Bechtel, America’s largest construction company that worked on such famed projects as the Hoover Dam and Bay Bridge, just announced it was relocating its headquarters from San Francisco to Washington.
International construction firm Bechtel Corporation plans to move its corporate headquarters from San Francisco to Reston, Virginia, by the end of 2018, executives said Thursday, moving the company’s headquarters out of California for the first time in more than a century.
The firm’s Reston office has functioned as a de facto “operational headquarters” since 2011, with chairman and chief executive Brendan Bechtel based there alongside about 1,300 employees.
Bechtel has been headquartered in San Francisco since the early years of the 20th century. But in recent decades the company’s business units in Houston and the D.C. area have grown to greater prominence as the firm’s work has grown with oil and gas construction services, management of nuclear facilities and government contracting.

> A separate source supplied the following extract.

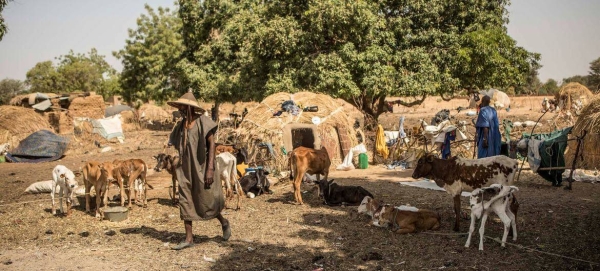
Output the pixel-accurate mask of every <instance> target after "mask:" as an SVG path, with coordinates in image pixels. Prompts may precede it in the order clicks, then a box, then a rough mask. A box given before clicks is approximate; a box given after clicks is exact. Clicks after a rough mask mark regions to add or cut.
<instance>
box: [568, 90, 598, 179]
mask: <svg viewBox="0 0 600 271" xmlns="http://www.w3.org/2000/svg"><path fill="white" fill-rule="evenodd" d="M583 131H587V135H586V136H585V138H584V140H583V143H582V145H581V147H580V150H579V151H580V155H581V159H579V160H577V164H576V166H577V168H580V169H588V170H595V169H600V95H597V96H596V97H594V98H592V101H591V102H590V103H589V104H588V105H587V106H585V107H584V108H583V109H582V110H581V114H580V115H579V118H578V119H577V122H576V123H575V125H574V126H573V130H572V131H571V134H572V137H575V136H580V135H581V134H582V133H583ZM576 147H577V141H570V142H569V148H568V150H567V153H566V155H565V158H566V161H567V166H571V163H572V161H573V157H574V156H575V151H576Z"/></svg>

As technology related firms – or more broadly, firms that operate according to Silicon Valley style principles – continue to prosper, the Bay Area’s high costs make traditional business less attractive. Bechtel is similar to what I’ve seen elsewhere with say Chevron. The HQ remained in the Bay Area, but the jobs gradually shifted elsewhere. Now Bechtel is officially relocating the HQ, but at this point few workers will be affected. It will be interesting to see how long Chevron sticks around there, especially given the region’s hostility to fossil fuels.
But this also says something about Washington. As I noted in my 2013 City Journal article on Washington:
All this intrusion emanates from the legislative and especially the regulatory machinery in Washington. The city has become, in effect, the Brussels of America. So a wider and wider variety of businesses and organizations must be located there to lobby the government that decides their fate. (According to the Center for Responsive Politics, total spending on lobbying rose from $1.6 billion in 2000 to $3.3 billion in 2011.) These firms pay local taxes. So do their workers, who also buy houses, patronize stores, pay tuition at private schools, employ local doctors and lawyers, and so on. The regulatory superstate is turbocharging Washington’s local economy.
This new basis for prosperity could pay huge dividends to the region. The model here might be the defense industry, which has already centralized many operations in the area. Northrop Grumman, for example, recently moved its headquarters from Los Angeles to Washington. Boeing shifted its headquarters from Seattle to Chicago to be closer to defense operations and customers in Washington. Other industries, such as health insurance, may follow suit.
As the article on Bechtel notes, its business is now heavily driven by government contracting, so Washington is the logical place to be. But the fact is almost every business has more to do with the federal government than it used to, voluntarily or not. This creates a gravitational pull for businesses into the Washington area.
Right now San Francisco and Washington are duking it out to see which one can be America’s #2 city behind New York in terms of national/international power and influence. It will be interesting to watch to see how things develop.